There’s no denying MMA as a quickly rising mainstream sport in America.

There’s no denying UFC’s debut on Fox tonight as a monumental step for the sport.

There’s also no denying the debut as a failure, a worst-case-scenario step back for Dana White, the UFC, and mixed martial arts.

Dos Santos knocked-out Valasquez in only 64-seconds.

In the scheduled one-hour live special on Fox, marking the first time MMA has been featured in primetime on a major network, heavyweights Cain Valasquez and Junior dos Santos were the lone competitors. What Dana White and the UFC had hoped to be a battle that harvested massive amounts of new fans ended-up being a 64-second nightmare.

Dos Santos’ knockout of Valasquez hit prospectus fans hard, displaying how a $50 pay per view heavyweight fight can TKO their wallets with only seconds of entertainment.

Quick headline bouts occur a fair percent of the time, yet no one cries foul because the ones who are watching are the fans dedicated enough to pay to see the sport. Fox provided a large stage for the UFC and MMA to be greatly criticized.

Robert Menn from MMASpartan says “a lot” of mixed martial art bouts end in the first round. “4oz gloves,” cites Menn, “you can’t get hit, unlike boxing. Mistakes cost you.”

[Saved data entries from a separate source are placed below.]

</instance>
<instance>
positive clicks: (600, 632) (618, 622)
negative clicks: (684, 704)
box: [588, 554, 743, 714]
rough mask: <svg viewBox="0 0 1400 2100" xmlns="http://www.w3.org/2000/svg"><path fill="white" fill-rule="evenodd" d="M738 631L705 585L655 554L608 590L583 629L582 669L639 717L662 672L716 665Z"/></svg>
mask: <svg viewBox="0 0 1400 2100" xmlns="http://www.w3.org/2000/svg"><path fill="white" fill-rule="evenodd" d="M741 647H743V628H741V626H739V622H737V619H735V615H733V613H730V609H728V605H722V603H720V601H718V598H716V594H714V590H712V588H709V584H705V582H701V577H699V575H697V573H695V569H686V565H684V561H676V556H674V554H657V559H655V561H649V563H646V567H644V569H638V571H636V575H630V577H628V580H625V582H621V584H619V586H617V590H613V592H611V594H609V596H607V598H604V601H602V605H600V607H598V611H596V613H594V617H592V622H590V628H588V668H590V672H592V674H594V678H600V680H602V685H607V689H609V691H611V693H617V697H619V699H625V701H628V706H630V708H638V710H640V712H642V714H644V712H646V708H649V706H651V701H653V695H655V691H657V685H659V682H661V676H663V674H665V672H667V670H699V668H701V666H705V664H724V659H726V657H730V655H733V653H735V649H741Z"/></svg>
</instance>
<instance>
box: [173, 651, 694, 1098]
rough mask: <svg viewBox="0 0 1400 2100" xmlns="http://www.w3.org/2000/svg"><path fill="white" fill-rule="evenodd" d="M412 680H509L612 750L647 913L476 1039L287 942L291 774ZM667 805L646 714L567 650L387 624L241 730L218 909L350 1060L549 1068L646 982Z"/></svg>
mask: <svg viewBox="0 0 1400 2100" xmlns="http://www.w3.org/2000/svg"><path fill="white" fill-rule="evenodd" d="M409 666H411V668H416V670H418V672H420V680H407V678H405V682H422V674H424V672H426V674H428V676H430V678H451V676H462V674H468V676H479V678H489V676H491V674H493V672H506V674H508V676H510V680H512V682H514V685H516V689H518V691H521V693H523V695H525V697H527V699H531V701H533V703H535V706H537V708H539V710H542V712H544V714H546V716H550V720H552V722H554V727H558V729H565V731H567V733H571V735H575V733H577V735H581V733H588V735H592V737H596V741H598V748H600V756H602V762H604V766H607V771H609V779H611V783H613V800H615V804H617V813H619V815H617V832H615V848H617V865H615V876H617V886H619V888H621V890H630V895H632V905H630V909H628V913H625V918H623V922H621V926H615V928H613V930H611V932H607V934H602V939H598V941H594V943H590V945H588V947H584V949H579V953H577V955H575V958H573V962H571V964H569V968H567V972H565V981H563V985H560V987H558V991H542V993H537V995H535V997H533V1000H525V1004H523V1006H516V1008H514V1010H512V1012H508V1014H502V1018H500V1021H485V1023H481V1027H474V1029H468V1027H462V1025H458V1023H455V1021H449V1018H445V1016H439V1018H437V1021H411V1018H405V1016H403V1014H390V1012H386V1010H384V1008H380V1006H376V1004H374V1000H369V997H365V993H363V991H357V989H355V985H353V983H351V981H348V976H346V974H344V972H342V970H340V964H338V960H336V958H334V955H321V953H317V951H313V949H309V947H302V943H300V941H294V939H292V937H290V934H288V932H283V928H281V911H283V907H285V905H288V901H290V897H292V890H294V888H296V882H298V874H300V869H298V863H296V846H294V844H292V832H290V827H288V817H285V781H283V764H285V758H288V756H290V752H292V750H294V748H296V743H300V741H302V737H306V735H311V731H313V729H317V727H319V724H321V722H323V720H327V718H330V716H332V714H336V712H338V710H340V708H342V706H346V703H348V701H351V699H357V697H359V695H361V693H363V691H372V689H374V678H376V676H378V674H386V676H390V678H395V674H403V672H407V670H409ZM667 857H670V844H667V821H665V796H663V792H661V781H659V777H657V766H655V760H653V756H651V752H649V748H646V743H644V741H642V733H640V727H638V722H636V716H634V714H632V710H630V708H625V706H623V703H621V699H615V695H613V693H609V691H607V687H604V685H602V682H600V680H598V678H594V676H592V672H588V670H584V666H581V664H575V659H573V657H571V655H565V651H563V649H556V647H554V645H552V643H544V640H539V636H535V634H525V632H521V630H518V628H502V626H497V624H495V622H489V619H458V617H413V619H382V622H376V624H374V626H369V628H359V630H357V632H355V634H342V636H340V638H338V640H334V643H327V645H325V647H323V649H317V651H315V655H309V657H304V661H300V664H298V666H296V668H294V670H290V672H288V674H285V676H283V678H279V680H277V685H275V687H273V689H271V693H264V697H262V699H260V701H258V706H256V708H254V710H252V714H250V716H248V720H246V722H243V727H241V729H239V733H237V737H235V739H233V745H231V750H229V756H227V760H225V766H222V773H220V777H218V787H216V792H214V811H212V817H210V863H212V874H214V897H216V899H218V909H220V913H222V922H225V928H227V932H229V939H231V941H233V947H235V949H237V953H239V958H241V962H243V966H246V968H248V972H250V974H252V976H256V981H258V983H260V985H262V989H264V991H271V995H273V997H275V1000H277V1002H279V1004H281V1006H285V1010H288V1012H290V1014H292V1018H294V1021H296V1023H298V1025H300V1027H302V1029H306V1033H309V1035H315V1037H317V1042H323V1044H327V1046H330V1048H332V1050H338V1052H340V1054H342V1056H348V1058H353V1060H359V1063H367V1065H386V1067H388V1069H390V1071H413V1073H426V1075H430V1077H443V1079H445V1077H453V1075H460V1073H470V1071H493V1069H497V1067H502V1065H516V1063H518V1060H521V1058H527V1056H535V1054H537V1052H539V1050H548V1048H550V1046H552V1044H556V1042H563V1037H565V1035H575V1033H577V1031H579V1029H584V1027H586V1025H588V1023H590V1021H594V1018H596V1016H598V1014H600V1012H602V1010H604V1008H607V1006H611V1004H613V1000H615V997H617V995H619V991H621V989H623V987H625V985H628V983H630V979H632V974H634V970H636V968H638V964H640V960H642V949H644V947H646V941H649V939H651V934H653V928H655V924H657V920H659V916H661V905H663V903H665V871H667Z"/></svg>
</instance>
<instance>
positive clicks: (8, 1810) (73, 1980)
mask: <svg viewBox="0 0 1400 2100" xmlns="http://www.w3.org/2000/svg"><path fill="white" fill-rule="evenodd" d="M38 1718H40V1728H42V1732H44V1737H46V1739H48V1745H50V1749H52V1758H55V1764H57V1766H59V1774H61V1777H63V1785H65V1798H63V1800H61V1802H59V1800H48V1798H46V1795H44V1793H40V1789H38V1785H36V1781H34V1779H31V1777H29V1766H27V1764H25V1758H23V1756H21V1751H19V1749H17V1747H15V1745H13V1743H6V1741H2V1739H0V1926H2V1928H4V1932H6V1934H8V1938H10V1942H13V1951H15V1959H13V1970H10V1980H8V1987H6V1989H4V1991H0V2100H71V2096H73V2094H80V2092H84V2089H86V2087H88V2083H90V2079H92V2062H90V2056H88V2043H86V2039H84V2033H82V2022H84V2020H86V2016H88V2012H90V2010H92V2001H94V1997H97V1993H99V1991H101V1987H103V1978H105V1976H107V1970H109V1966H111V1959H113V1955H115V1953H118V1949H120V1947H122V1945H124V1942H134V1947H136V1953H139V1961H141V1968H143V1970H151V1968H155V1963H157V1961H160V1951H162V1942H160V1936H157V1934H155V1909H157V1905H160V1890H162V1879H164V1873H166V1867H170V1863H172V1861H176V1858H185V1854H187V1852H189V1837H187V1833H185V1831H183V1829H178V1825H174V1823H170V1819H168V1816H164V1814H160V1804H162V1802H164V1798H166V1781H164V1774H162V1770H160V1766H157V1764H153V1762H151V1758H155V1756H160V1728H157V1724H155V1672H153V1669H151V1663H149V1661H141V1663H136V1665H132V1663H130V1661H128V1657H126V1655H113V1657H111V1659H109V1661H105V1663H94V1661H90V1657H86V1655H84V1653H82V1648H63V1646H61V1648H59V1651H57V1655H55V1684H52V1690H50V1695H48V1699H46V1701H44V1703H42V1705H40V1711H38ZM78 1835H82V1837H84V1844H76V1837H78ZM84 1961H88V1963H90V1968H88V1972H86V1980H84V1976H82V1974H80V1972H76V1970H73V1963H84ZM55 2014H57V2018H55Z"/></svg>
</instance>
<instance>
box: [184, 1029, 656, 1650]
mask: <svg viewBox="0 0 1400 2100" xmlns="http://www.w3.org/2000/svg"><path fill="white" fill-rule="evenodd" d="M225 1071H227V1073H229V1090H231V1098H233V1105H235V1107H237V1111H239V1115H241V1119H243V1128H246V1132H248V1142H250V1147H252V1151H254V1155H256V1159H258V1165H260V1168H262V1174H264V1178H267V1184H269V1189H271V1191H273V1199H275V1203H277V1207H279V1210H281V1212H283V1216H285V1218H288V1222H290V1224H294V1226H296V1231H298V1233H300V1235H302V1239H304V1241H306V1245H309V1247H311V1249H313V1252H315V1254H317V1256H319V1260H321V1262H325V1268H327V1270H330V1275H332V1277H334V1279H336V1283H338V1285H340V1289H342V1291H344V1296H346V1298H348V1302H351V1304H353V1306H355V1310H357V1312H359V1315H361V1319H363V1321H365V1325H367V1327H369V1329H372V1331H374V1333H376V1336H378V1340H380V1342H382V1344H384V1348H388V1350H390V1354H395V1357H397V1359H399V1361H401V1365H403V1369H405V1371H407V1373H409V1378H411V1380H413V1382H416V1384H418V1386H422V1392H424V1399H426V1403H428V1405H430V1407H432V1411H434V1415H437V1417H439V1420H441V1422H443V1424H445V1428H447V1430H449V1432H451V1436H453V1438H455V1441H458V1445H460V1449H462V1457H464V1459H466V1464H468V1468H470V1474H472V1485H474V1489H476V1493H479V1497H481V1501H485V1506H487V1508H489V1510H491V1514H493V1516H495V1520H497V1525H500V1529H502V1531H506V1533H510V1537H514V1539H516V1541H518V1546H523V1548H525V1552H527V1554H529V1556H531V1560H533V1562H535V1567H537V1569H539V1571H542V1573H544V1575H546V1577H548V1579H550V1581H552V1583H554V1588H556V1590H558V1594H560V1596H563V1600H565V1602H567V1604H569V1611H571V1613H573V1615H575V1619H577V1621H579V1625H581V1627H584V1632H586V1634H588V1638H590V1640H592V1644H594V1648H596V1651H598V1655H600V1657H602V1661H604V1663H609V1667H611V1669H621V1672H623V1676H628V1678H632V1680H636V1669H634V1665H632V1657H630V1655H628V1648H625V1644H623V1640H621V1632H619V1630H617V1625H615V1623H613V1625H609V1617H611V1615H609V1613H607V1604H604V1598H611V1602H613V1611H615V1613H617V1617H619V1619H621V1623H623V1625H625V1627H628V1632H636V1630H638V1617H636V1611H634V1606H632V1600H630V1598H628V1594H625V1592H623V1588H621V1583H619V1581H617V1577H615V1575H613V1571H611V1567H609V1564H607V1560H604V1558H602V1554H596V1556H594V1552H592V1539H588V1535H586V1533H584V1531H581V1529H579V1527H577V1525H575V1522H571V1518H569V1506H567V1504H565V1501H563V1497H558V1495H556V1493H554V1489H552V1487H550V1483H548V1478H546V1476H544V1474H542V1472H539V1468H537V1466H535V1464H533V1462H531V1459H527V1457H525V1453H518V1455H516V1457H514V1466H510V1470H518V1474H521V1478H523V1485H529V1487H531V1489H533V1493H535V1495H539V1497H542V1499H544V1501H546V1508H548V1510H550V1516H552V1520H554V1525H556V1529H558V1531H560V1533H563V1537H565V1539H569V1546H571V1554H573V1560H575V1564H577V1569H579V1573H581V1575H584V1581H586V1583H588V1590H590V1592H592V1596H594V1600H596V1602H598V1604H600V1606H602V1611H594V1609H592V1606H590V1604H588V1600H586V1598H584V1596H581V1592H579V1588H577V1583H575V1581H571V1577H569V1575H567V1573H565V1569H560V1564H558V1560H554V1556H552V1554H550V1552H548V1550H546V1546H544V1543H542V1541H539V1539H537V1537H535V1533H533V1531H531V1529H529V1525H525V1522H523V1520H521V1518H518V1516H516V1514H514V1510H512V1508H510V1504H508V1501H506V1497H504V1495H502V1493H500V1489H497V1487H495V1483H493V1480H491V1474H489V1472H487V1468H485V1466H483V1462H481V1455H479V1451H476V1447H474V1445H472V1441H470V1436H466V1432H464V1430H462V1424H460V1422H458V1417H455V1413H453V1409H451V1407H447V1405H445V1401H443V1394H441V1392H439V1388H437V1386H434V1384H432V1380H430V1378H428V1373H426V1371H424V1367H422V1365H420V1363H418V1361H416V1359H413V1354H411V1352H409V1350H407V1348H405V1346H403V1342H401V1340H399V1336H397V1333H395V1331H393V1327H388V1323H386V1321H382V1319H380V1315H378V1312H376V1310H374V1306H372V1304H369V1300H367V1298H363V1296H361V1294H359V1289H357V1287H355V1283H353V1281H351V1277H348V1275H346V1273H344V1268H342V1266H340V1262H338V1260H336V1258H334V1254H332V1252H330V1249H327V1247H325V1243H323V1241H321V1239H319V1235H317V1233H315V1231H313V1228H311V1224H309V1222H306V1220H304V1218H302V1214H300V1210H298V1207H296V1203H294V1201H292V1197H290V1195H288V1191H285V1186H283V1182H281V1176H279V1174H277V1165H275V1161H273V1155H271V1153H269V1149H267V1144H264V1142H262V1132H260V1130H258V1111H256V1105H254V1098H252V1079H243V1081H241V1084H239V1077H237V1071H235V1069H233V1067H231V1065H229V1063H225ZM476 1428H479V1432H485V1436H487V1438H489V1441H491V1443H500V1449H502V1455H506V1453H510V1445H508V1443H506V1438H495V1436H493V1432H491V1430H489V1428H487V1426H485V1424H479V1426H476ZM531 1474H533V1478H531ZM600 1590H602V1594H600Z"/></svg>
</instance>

It shows why the WWE and other sports entertainment organizations have found a way to grapple a following for decades. The scripted nature of the wrestling prevents 64-second knockouts. Their primetime shows on multiple networks have successfully grabbed the attention of fans for many years, making their $60 monthly pay per views a multi-million dollar breadwinner.

The UFC is the alternative for matured WWE viewers who want real fights instead of staged matches with soap opera story lines.

And that’s what hurt the UFC tonight.

Dana White is praised for his work as President of the UFC, but tonight's card on Fox missed the target.

The night possibly could have been salvaged for the organization with a full card on Fox as opposed to only the main event. In the undercard that was only broadcasted online, five of the nine fights went to decision with only one of the other four ending in the first round.

Obviously, the UFC could not schedule ten fights in primetime TV for financial reasons and contractual reasons with Spike (which ends next year), but the rising sport definitely could have had two other bouts in conjunction with the Valasquez/Cain main event in preparation for what happened tonight.

Even if Spike only allowed one fight to appear on Fox tonight, was the risk really worth it for the UFC? With the high probability of a swift match that would scare away potential pay per view buyers for the foreseeable future and with the fact that their contract with Spike ends next year, why did the UFC not wait?

The knockout was a beauty in the eyes of the beholder — the already dedicated fans of the UFC. But tonight was meant for the new fans who needed to be convinced with a epic duel between two of the best the sport has to offer.